After ICL implantation, the mean IOL power measured by the Pentacam AXL was approximately 0.3 to 0.45 D higher than with the IOLMaster 700. This difference can be attributed to variations in AL and mean keratometry measurements (Table 2), as the Pentacam AXL measures a shorter AL and lower mean keratometry values compared to the IOLMaster 700. Reyes et al. compared the IOL power formulas between the IOLMaster 700 and Pentacam AXL in virgin eyes and found that the Pentacam AXL tends to yield higher IOL power measurements than the IOLMaster using all formulas, but they concluded that this difference is negligible23. In our study, the 95% LoAs of all studied formulas were greater than 1 D, indicating that the two devices could not be used interchangeably using those formulas after ICL implantation (Table 2).

Powers and limitations

This study is the first of its kind to assess the impact of ICL implantation on the agreement of IOL power calculation using two advanced optical biometric devices and the most commonly used formulas (Haigis, SRK/T, Hoffer Q, Holladay 1, Barrett Universal 2, and Olsen). We could not able to assess all widely used methods, and the role of other new generation formulas such as Kane, Hill RBF, Panacea, Pearl-DGS, and Naeser in this context could be the subject of future studies.
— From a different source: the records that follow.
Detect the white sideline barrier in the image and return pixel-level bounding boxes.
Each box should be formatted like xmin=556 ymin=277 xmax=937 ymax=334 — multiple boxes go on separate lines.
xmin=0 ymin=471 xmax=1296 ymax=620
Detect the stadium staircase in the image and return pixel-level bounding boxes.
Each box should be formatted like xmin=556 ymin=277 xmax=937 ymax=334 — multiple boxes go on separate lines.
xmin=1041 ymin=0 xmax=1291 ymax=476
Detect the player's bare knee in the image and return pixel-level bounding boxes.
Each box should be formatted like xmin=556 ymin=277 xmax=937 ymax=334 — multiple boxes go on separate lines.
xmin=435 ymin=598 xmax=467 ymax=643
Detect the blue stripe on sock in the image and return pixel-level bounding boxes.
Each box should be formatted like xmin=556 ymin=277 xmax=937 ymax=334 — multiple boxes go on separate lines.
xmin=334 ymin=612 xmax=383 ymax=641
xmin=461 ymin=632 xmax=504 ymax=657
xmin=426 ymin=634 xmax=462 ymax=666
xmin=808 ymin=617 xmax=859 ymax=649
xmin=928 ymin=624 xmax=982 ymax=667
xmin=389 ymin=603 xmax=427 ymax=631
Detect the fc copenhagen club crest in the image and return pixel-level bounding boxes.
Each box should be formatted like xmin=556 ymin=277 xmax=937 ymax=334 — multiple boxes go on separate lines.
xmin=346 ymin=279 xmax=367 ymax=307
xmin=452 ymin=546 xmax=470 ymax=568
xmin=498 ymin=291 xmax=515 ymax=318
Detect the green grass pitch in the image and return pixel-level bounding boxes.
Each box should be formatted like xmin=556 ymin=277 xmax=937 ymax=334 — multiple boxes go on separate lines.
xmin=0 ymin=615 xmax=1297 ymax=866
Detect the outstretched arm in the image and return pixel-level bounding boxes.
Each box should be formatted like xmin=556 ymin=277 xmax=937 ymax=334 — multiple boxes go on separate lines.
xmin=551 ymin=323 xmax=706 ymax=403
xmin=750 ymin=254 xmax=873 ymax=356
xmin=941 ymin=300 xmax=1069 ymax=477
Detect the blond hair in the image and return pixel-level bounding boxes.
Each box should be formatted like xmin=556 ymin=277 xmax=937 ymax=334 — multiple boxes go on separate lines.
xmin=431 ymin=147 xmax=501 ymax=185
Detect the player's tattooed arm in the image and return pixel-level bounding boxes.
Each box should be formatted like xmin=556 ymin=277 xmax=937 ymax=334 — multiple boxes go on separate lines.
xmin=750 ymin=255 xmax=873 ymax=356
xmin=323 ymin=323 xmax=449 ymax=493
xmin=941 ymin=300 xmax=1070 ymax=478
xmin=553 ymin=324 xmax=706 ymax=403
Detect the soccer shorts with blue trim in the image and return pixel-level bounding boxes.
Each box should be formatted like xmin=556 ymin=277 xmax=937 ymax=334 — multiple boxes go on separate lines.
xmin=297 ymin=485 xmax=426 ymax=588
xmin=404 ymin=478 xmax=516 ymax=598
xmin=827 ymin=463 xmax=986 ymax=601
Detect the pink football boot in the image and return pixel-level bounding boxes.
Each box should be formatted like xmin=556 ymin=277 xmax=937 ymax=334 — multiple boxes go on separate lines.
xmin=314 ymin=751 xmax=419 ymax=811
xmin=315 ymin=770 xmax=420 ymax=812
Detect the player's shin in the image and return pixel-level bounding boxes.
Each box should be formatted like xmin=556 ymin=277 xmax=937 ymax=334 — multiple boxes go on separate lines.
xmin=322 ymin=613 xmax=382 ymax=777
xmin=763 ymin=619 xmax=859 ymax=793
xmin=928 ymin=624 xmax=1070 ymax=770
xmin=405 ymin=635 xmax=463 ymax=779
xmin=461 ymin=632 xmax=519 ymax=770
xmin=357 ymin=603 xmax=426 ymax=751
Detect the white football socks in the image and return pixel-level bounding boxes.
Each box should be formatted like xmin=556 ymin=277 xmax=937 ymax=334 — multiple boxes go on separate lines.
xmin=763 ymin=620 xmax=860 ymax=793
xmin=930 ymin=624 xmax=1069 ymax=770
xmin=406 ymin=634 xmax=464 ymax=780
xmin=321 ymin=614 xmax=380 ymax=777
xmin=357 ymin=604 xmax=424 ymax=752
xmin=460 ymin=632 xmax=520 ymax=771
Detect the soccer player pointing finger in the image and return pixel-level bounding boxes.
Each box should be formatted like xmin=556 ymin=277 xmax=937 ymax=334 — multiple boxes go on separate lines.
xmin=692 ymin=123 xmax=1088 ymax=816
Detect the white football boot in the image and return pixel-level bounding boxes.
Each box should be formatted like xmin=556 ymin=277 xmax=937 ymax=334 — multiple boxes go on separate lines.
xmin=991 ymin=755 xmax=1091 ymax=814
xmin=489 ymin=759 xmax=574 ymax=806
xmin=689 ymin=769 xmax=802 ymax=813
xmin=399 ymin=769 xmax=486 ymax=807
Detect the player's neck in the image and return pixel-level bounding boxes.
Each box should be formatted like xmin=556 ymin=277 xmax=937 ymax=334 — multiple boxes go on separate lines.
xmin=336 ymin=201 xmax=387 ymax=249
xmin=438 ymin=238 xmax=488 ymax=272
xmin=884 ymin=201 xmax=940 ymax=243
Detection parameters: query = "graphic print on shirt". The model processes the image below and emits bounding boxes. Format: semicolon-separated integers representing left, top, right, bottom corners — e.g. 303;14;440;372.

Since ICL implantation has been performed for several years and some patients may develop cataracts, it is crucial to determine how closely or differently the measured IOL power would be after ICL implantation compared to the measured power in virgin eyes, which serves as the gold standard. This method could be cautiously used as a surrogate for appropriate prospective accuracy studies, which are currently hard to perform due to the rarity of cases. Yet, it should be noted that this method cannot directly assess the “accuracy” of IOL power formulas, and the terms agreement and interchangeability are more fitting in this context.

Our sample size was sufficient for evaluating the primary outcome of the study and also acceptable for producing reliable Bland-Altman plots. However, it is important to note that the results of this study are limited by the characteristics of the included patients (young, myopic Iranian patients with a White race and Middle-Eastern ethnicity) and cannot be generalized to individuals with different ethnic, demographic, or clinical profiles.

Conclusions

This study found that optical biometry after ICL implantation can lead to a segmentation error in determining the anterior surface of the crystalline lens in a significant number of eyes, especially when using the IOLMaster 700 device. Therefore, it is crucial to carefully review the printed image to ensure accurate segmentation for ACD measurements and to avoid unexpected IOL power calculations. Moreover, the implanted ICL resulted in an average increase of 0.25 to 0.40 D in IOL power calculations compared to preoperative values, likely due to interference with AL and ACD measurements. None of the tested devices or formulas were found to be interchangeable for determining IOL power before and after ICL implantation. Additionally, the Pentacam AXL and IOLMaster 700 were not interchangeable for measuring IOL power after ICL implantation. This information is valuable for making clinical decisions in cataract patients who have previously undergone ICL implantation.